If you were to sit down with a selection of people who have been running the same business for over a decade, most of them would be able to tell stories involving organizational change. The goals of companies shift over time as do the industries they operate in. On top of that, even if the goals of a company remain similar to their origins, any company met with success must adapt and grow to maintain what they have achieved. Like it or not, a company needs to and will change. Therefore, it stands to reason that having an effective plan for managing this organizational change is wise. Harvard professor John P. Kotter gave additional reasons for doing so, “The rate of change is not going to slow down anytime soon. If anything, competition in most industries will probably speed up even more in the next few decades.”
If your company has found itself facing a time of fluctuation, seeking out winning strategies for effective organizational change is the road forward. Look no further for these as we’ve spoken to a few business people with experience.
Drake Ballew is the CEO of Practice Health, a brand offering Mental Healthcare. He suggests allowing for many voices to contribute to finding organizational change solutions because many minds make light work.
“There are so many relationships in the world of business which exist in harmony, directly benefiting from one another. It’s these types of relationships which can create success for any business. But those in charge must allow that harmony to extend further than they might think. I’m talking about matters of organizational change. Be direct and involve your employees in the discussions and brainstorming dedicated to whatever change is on the horizon. Not only does this build up your culture, but I also think you’ll find some solutions you wouldn’t have otherwise.”
Plan Out Everything
A well-designed method for navigating change can make a world of difference. Greater Than is a business providing natural electrolyte drinks for nursing moms. Their CEO and Co-Founder, Mark Sider, advises this approach.
“If business is like war, then organization change is like going into battle. You’re up against the elements of the industry and potentially some inter-business relationships. The best generals have a bulletproof plan of attack no matter what the circumstances are. They have taken the time to research all they can about the opposition as well as the setting of the battle. Seeing as management holds a similar role to that of a general, it’s their responsibility to ensure everything about the looming change is planned out. Unless you love chaos, start creating that plan of attack so you can keep that change as straightforward as possible.”

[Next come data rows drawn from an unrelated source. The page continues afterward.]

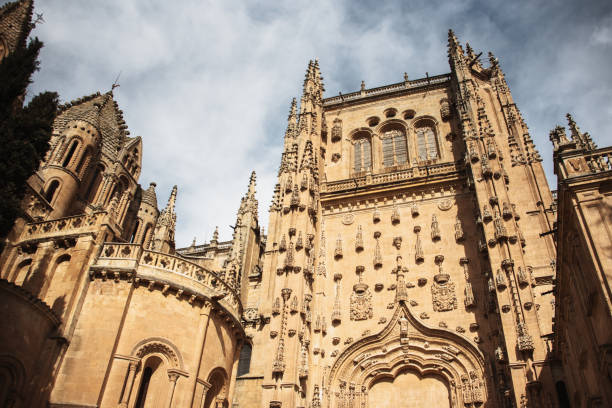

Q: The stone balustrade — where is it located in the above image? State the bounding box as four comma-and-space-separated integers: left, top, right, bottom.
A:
93, 243, 242, 319
323, 74, 450, 107
20, 211, 106, 241
321, 162, 462, 193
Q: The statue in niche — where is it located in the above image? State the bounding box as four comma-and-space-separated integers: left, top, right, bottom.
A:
431, 273, 457, 312
351, 273, 373, 320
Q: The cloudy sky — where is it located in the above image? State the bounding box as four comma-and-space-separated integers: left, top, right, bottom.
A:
14, 0, 612, 246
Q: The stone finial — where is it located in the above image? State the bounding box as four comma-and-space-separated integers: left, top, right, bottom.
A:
414, 225, 425, 263
455, 216, 465, 242
391, 205, 400, 225
431, 214, 440, 241
355, 225, 363, 252
334, 234, 342, 259
374, 235, 382, 268
210, 225, 219, 244
489, 51, 499, 69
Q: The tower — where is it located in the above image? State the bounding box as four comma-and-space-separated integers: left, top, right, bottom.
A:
243, 31, 556, 407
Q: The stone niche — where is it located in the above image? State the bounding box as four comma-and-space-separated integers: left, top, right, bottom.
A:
368, 371, 451, 408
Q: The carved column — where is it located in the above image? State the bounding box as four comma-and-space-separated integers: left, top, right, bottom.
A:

Present Change Thoughtfully
ETIAS.com specializes in European travel information and authorization systems. Their Director of International Development, Ryan Azimi, considers it necessary to realize that much of the perception of organizational change is influenced by the way management discusses it.
“In the study of communication amongst higher learning institutions, it’s understood that the tone and delivery of a message is just as important as the content of the message itself. A very basic example of this is when we talk to our pets. Realistically, they don’t know our words but they can recognize what the tone of our voice means. Let’s take this a step further. Say you’re running a company which is about to merge with another. If you go to your employees and the way you speak of this merger is anything but positive, employees will come away feeling uncertain at the very least. These seeds of uncertainty can grow to the point where they pose a threat to the change entirely.”
Adaptation Is Key
Asker A. Ahmed is the Director of iProcess, a brand offering biospecimens and research. He cautions others to avoid stubborn decision making as it can result in more hindrance than any person would prefer.
“Walking into a business situation in flux will cause this natural reaction in leaders to want to fix it, and possibly fix it their way. While the former is massively beneficial to a company that finds themselves in this position, the latter could be harmful. At the end of the day, the goal is to solve whatever problem is making itself known at each moment. So why should it matter how you arrive at that point? What I’m saying is that if a new idea or piece of information comes along, don’t be afraid to adapt your organizational change strategy in accompaniment with it.”
Business operations involve an abundance of moving parts and organizational change only adds to this. 7 Wonders Cinema is a business providing full-service branded video strategy, production, and delivery. Their Co-Founder and Executive Producer, Stephen Skeel, proposes a counter measure of highly detailed communication.
“It doesn’t matter how you cut it, organization change is tricky for everyone involved, top to bottom. Roles are shifting, responsibilities are moving, people are on their way in or out the door, there’s a lot going on. Whatever the case for your company, everyone needs to be aware of how the changes affect them and what they need to be doing because of this. If crystal-clear communication doesn’t take place, organization change will quickly become organizational craziness.”
Brandon Blackwood specializes in contemporary accessories and goods. Their PR Coordinator, Noel Jones, believes making the most of the educational and practical resources related to organizational change management is wise.
“There are so many variables associated with change management you could spend hours creating a list of them and still not get close to flushing out the idea completely. But with how often it can be part of work life, it’s crucial to gain a better understanding of much of it you can. For example, it might behoove you to look over some models for change management. Experts have put these together as sort of a blueprint for what to do and they’ve aided a variety of companies.”
Hopefully, the information above has pointed you in the right direction for effective organization change management. Should you need additional inspiration, consider the words of speaker and author Mark Sanborn, “Your success in life is not based on your ability to simply change. It is based on your ability to change faster than your competition, customers, and business.”